The extent to which I dislike novels set in the pandemic tells me how much it affected me even when my official position is that it wasn’t that bad for me all things considered. Mallika never really complains about the pandemic, and yet, surely it took a mental toll. (And her description of the middle-class colony’s response to the pandemic is spot on).

In several ways, the novel cut very close to the bone. I had a lot in common with Mallika, apart from her not having children but only an existential dilemma about them, that becomes a turning point.

There is nothing wrong with Mallika’ husband Mukund on paper. She is married to the kind of man a millennial urban Indian woman would want to be married to – goodlooking, rich, not overtly violent. His main flaw seems to be that he doesn’t help around the house, and, well, Mallika isn’t working so…

And yet. And yet. The pandemic provides a sympathetic backdrop for Mallika’s own feeling of being trapped. We meet her at the point at which she is ready to break free.

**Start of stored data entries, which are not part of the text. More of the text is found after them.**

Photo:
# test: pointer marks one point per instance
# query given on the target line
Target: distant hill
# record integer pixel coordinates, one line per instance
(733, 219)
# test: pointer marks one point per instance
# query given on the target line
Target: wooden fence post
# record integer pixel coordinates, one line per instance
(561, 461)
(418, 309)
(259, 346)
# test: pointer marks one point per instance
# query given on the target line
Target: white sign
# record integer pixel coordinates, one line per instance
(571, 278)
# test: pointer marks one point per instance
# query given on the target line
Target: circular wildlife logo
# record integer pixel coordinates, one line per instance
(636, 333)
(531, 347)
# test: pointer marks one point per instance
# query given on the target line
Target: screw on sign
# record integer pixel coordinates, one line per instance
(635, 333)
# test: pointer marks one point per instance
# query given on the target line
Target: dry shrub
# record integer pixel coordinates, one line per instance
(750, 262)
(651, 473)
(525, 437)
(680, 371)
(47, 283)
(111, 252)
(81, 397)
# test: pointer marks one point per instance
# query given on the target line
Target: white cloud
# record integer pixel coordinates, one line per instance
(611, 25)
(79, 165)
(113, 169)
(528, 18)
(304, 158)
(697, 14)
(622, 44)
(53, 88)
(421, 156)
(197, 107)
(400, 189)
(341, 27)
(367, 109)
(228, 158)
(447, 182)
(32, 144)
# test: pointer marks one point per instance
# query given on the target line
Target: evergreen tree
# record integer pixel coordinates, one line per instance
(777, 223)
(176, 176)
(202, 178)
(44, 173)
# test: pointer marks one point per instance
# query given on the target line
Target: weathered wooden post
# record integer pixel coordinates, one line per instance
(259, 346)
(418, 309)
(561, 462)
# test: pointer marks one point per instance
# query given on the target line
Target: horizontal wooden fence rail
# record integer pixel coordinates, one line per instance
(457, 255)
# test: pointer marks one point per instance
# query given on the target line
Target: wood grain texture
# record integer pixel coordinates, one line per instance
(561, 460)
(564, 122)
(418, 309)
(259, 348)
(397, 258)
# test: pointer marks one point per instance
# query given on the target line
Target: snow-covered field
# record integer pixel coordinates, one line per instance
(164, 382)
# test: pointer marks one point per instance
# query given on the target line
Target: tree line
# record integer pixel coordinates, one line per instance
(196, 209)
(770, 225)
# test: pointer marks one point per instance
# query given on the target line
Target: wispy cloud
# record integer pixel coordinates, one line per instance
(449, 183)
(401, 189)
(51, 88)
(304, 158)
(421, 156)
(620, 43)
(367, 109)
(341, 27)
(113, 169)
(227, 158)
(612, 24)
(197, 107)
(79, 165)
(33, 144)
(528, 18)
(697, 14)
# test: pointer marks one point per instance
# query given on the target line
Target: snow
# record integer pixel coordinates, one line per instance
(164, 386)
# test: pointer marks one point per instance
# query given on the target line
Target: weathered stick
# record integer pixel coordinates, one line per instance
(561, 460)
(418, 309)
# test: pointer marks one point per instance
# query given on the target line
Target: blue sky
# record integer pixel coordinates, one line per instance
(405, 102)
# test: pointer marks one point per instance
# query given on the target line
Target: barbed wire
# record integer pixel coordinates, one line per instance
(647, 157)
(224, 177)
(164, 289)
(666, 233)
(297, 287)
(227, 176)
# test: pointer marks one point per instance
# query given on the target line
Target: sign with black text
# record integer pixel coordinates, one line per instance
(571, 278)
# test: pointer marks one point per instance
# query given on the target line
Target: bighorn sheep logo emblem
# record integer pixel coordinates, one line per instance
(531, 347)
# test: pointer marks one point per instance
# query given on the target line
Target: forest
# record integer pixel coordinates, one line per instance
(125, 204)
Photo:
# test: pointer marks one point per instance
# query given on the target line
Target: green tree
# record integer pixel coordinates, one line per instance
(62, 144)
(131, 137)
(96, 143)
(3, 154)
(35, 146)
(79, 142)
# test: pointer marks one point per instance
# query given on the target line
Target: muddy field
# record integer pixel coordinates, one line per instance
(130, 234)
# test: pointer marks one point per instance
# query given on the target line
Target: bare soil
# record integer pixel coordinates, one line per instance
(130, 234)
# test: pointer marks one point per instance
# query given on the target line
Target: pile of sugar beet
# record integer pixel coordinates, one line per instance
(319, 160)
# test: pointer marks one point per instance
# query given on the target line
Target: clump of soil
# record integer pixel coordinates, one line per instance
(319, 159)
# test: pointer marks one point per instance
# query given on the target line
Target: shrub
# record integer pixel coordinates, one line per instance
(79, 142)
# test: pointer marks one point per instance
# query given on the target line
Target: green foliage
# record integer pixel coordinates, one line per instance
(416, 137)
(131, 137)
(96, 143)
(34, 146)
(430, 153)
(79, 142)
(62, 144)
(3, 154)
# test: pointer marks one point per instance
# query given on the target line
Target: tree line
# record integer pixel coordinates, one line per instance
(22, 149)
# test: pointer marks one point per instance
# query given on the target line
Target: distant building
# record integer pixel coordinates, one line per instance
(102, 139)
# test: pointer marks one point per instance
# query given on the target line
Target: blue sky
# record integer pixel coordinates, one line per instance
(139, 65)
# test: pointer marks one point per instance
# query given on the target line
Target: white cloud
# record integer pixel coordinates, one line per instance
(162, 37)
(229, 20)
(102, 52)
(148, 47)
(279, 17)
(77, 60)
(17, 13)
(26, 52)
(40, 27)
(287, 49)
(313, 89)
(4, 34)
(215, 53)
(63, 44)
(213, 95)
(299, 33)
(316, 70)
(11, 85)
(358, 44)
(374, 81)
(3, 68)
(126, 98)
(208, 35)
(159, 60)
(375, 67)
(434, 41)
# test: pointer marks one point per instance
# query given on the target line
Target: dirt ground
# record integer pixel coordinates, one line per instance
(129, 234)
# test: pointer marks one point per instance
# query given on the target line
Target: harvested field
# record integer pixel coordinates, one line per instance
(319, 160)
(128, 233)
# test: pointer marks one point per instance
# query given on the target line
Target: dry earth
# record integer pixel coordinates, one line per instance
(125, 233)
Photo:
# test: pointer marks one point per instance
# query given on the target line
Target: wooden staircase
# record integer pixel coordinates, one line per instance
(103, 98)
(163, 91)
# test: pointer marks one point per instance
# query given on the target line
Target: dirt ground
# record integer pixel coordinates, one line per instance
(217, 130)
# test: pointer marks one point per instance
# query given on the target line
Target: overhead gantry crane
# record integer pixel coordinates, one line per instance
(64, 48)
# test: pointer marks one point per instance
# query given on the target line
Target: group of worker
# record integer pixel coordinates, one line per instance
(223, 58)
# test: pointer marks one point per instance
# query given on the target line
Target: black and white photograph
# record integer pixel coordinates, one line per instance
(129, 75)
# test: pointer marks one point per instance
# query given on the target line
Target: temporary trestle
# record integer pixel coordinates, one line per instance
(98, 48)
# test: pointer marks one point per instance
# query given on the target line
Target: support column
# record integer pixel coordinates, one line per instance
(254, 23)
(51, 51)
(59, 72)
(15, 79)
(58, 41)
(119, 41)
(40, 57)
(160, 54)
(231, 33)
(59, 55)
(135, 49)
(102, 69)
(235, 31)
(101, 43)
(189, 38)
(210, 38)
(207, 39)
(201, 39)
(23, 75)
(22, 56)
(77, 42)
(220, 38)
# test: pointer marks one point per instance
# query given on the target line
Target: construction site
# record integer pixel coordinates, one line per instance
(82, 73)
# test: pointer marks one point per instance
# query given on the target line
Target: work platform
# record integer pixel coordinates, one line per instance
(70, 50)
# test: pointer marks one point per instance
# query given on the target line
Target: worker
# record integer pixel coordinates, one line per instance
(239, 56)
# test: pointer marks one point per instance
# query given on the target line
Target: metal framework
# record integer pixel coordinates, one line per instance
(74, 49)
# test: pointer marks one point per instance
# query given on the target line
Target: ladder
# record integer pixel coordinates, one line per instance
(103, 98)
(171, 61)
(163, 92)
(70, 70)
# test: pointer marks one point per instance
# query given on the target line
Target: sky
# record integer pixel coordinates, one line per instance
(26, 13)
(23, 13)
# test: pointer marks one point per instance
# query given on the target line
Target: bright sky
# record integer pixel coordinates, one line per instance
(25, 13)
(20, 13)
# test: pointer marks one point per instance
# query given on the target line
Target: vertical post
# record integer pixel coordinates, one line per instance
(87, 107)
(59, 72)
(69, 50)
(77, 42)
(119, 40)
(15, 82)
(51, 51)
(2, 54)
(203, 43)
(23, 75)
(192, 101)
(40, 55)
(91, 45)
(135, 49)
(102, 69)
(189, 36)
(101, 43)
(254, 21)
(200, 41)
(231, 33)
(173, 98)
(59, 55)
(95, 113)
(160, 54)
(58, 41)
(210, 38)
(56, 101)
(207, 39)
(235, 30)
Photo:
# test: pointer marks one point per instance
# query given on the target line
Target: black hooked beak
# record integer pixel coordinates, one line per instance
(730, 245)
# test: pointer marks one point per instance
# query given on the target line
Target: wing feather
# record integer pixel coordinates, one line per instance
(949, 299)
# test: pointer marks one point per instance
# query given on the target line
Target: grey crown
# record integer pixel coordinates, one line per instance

Mallika has always been fairly nice – she accepted her mother-in-law swooping in and decorating her house, and her husband casting this as a colossal favour – but the voice in her head isn’t, and now that voice is matching her actions. She acquires a sidekick – her mother’s dog – and a friend, an elderly neighbour who she visits even though their conversations are awkward, and the visits take a strange turn, and he never lives up to the promise of wise, elderly counsellor.

And yet, she has become completely detached – a situation probably exacerbated, but not entirely blameable on, the pandemic.

There is something Betty Friedanesque about Mallika’s predicament – and while Friedan’s work is out of fashion (too Western, too elite) – it described a moment and a feeling that could very much apply to India’s highly educated young urban married women today.

The end, when it comes, comes with a whimper, not a bang. Mallika decides to do what she wants, for no reason other than she wants to.

Why? … Because I don’t like honey in my tea, because I like the colour blue, because I am left-handed, because I prefer to sleep on my stomach.